When Source Curricula Hurt: A Theory of Curriculum Transfer Under Distribution Shift for Low-Resource Learning
Siddharth Karuturi ⋅ Kaustubh Bukkapatnam
Abstract
Curriculum learning (CL)---training on examples ordered from easy to hard---is widely adopted in low-resource and transfer-learning settings, where practitioners borrow difficulty scorers from high-resource source tasks. Despite its widespread use, no formal theory characterises when such curriculum transfer is beneficial, neutral, or actively harmful. We develop the first comprehensive theoretical framework for curriculum transfer under distribution shift. Our central contributions are: (i) a \textit{Curriculum Transfer Bound} (Theorem 4.1) showing that source curricula achieve near-optimal target performance when the Wasserstein-2 distance between distributions is small; (ii) a \textit{Curriculum Reversal Theorem} (Theorem 4.2) proving that Wasserstein closeness is insufficient---there exist families of distributions where source curricula provably hurt despite vanishing distribution distance; (iii) a scalar \textit{Difficulty Correlation Coefficient} $\alpha(S, T)$ that serves as a sufficient statistic for transfer success (Theorem 4.3), estimable from a small unlabeled target calibration set; and (iv) an \textit{Adaptive Curriculum Algorithm} with sample complexity $\tilde{O}(1/\sqrt{m})$ using $m$ unlabeled target samples (Theorem 4.6).
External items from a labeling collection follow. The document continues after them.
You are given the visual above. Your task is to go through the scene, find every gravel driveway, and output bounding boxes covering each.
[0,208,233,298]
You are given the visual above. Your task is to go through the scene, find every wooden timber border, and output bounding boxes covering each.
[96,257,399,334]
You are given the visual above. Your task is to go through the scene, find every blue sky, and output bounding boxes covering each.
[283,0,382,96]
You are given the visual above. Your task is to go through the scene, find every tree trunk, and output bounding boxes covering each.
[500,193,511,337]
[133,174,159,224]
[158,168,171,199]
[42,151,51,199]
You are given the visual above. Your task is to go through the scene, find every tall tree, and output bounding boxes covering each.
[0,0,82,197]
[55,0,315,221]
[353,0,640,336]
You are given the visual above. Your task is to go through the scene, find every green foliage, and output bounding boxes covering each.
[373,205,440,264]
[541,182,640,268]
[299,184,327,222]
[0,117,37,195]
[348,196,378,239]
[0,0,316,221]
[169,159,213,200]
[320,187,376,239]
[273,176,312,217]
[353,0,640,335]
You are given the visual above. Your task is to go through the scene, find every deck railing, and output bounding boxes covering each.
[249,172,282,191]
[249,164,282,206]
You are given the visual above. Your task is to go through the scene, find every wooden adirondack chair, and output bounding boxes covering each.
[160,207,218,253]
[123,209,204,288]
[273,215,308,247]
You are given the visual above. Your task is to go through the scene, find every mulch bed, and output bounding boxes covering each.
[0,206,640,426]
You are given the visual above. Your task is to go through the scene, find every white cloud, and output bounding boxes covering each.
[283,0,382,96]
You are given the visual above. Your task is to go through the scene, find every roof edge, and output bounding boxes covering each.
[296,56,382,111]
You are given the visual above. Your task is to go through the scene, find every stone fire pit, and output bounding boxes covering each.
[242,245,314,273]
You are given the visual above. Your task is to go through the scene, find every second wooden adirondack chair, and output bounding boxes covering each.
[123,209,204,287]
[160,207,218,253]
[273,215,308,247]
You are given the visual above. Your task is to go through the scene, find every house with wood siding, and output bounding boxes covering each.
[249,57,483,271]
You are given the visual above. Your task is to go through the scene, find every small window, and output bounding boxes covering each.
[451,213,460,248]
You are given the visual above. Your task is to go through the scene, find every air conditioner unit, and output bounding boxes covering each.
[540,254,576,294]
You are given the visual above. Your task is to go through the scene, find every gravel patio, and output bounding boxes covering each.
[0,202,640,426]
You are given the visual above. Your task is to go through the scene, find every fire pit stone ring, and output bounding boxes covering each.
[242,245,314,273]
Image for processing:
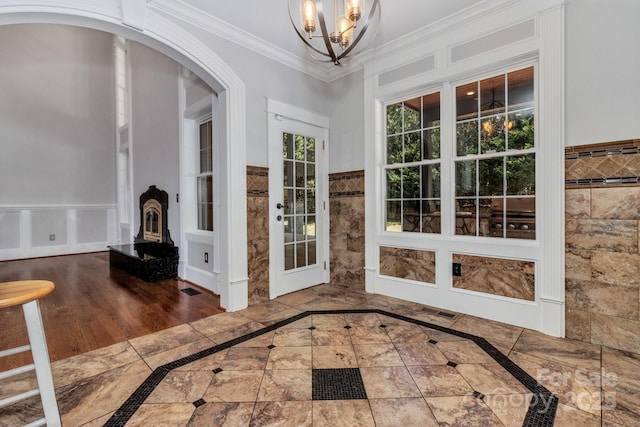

Experiments on eight Global-South-relevant benchmarks---cross-lingual NER for Swahili, Haitian Creole, Tigrinya, and Dhivehi; crop-disease classification from Sub-Saharan Africa; and TB-screening from South Asian datasets---validate all theoretical predictions, with our adaptive method recovering $3.6$--$13.2$ F1/AUC points over harmful source curricula ($\alpha < 0$) at a fraction of the oracle labeling cost.